今日一日でこんなにやつれてしまったのでしょうか。それとも、自分をジッと見ることが久しぶりだったので、元々それぐらいやつれていたのかもしれません。
「あ、そうだ!」
何年も前に、家族で旅行に行ったときの写真をスマホの待ち受け画面にしていたので、見比べました。
窓に映っているのは、明らかに違う自分です。
待ち受け画面では、自分も家族もとても幸せそうにbいます。
「そういえば、いつの間にか、こういう笑顔を失ってしまったのかも」
と同時に、これから起こるとても悲しいことに気がつきました。
「これから自分が家に帰ると、幸せな家族から、同じように笑顔を奪ってしまうのでは……」
ここに考えがたどり着いた途端、目が急に熱くなります。そして、その熱さを冷ますように涙が溢れてきて、流れ続けます。
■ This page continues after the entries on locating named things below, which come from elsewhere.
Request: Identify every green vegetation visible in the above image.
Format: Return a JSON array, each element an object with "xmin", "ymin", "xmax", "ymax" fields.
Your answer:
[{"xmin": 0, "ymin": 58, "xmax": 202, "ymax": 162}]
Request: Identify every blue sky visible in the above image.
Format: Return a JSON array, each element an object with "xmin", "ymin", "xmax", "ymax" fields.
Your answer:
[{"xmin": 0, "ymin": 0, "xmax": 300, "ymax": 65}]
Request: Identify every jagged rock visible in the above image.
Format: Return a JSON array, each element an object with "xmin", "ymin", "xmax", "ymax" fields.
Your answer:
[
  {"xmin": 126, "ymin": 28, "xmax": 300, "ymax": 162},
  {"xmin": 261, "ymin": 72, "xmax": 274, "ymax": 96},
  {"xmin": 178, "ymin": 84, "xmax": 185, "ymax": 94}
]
これには参りました。左右に立っていた乗客が距離を取ったぐらいです。
一向に涙が止まらないので、すぐに次の駅で降り、しばらくフォームのベンチに座り、ハンカチで顔を覆いました。
駅のベンチにずっと座って、顔にハンカチを当てていると、駅員には間違いなく酔っ払いだと思われたのでしょうね。
彼に声を掛けられたことで、何かのスイッチが入り、ようやく気持ちが落ち着いてきました。
それから、何本か電車に乗るチャンスはあったのですが、乗ることはできませんでした。
「歩いて、帰るか……」
酔っ払いなのか、不審者なのか、駅員に普通じゃないと思われたことで、なんとなくその場にいることもできませんでしたので、背中を押されるように、席を立ち、ゆっくり一歩二歩と進みます。
そこから自宅までは歩いても三駅なので、家までは40~50分といったところでしょうか。
駅を出て、外に出て、スマホのナビを手がかりに歩き出します。見知らぬ街の夜、なんだか夢を見ているようです。
疲れていても、一度も立ち止まることなく、ひたすら歩きました。歩くのをやめてしまうと、病気のことやこの先のことなど考えたくもないことに頭が支配されそうで、ガムシャラにヒタムキに歩き続けました。
信号で止まりそうになれば、来た道を引き返したり、道を逸れたりして、立ち止まらないようにして進みます。とにかく歩くのだけはやめたくなかったのです。
せっかくナビが誘導してくれているのに、その案内から逸れ、なかなか家に着きません。でも、もしかしたら、いつまで経っても家に帰れないのではなく、帰りたくなかったのかもしれません。
「きっと今頃、夕飯を作り終えて、みんなでずっと待ってくれているだろうなぁ」
なかなか帰らない自分に対する苛立ちも出始めてきました。
結局、自宅に着いたのは、歩き出してから一時間以上が経過していました。
家に着くと、いつもと同じ家族がいつものように出迎えてくれました。
いつもと違うのは、ボクだけでした。